Questions, Bugs, Feature Requests
For tracking bugs and submitting feature requests, please use the Issue Tracker on the Google Code page. Google's tracker is quite user-friendly, and don't worry if you can't fill out all the details - we'll ask if necessary.
For questions, you can leave a comment below or use the contact form to send an email.
Authors, Acknowledgments
The majority of the current program was developed by Robert Kosara and Caroline Ziemkiewicz. The program includes some code from a previous version that Shree D. Chhatwal and Shilpa Sharma contributed to.
Parts of this program were developed with support from the National Visualization and Analytics Center (NVAC), a U.S. Department of Homeland Security Program, under the auspices of the SouthEast Regional Visualization and Analytics Center (SRVAC).


Comments
Par Sets
I have started using the programme for my work, what i really wnat to be able to do is export the chart to a word document: what is the best way to do that ?
Screenshot in 2.1
Version 2.1 will have a screenshot function that saves a PNG. It's not the perfect solution, but it is at least a first step. 2.1 will be released next week.
Thanks!
I just wanted to send a quick thanks your way, this is a nifly little app that encourages me to play around with making my own.
You mentioned basic export capabilities for the next version, would it somehow be possible that the respective values also be shown next to each category?
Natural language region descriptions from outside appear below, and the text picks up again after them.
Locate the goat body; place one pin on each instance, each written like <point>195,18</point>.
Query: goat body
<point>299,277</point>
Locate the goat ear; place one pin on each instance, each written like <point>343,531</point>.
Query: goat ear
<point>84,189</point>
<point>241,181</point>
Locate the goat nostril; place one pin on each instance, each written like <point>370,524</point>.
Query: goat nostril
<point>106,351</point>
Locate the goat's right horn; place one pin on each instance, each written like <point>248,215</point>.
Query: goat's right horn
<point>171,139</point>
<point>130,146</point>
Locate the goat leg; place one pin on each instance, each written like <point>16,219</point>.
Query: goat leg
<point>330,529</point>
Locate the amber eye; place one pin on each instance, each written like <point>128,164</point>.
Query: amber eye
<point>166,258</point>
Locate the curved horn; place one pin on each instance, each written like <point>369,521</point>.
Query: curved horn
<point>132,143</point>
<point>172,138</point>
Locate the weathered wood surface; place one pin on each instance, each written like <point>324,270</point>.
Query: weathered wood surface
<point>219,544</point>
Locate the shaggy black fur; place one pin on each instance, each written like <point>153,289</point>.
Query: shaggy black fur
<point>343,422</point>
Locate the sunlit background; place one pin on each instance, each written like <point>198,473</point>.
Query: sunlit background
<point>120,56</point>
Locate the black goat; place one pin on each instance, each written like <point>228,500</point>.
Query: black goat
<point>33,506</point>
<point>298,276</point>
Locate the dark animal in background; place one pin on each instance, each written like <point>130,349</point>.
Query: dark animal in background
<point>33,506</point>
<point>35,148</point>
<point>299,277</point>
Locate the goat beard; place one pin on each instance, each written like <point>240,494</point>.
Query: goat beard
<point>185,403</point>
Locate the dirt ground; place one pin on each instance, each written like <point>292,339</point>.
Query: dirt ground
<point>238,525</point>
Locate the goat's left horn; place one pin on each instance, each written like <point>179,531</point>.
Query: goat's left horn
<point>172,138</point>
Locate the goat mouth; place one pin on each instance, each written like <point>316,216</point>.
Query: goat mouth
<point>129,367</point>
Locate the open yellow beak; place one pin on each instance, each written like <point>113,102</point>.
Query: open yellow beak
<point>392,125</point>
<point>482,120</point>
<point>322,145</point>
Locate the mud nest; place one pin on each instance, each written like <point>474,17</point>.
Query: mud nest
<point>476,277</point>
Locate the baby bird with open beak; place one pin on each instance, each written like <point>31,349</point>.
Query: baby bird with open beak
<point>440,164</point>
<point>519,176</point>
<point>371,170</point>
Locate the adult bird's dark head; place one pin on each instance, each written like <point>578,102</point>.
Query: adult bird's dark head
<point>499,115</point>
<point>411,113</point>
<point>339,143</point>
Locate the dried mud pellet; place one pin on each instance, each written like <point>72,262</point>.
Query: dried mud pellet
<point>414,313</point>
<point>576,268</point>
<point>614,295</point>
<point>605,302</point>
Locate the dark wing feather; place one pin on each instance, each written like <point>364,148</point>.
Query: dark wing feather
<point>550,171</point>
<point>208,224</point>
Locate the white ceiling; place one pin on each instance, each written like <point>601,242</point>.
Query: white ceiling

I am really eager to use Parallel Sets in some presentations and would love to see this functionality.
Again, thanks of for releasing this!
-M
thank you!!
Wow I have been in love with parallel sets ever since I saw your beautiful Titanic graph in the BBC article on understanding risk earlier this year. I was just about to start making one that looks like that, but was so so so happy to stumble on your webpage and the new release! I cannot thank you enough for making this accessible!
small bug
So when I import a csv with less than 10 rows, it can't separate the columns. Not a big deal but thought I'd pass it along. Love the functionality--things work so smoothly!
We never tested with so little data
That is something that I had kind of thought might happen, but we never tested that. We have rewritten a good part of the data import for the next release (coming up very soon); I'll make sure to test it with a small dataset to make sure we don't have that same bug there, as well.
Font unreadeable
Hi, first af all, thanks for making this great soft avaliable for everyone.
I've a problem. The font which should show the information on screen is dissapeared or something is wrong with it. I've uploaded a screenshot of what parallel-sets displays to me:
Thanks again!
Álvaro
Very odd
I'll email you to get some more information. This is very strange, I've never seen it do that. If anybody else has seen this problem, please let us know!
Feature Request
Awesome visualization/analysis tool! If I understand correctly how this works, the horizontal bars show the absolute frequency of each category only. It would be very powerful to have the option of displaying the horizontal bars based on another value in the database. I'd like to know the split of the dimension categories based on this total value vs. the frequency. For example, if my database columns include Publisher, Author, and $Sales, what is the sales split between Publishers and Authors?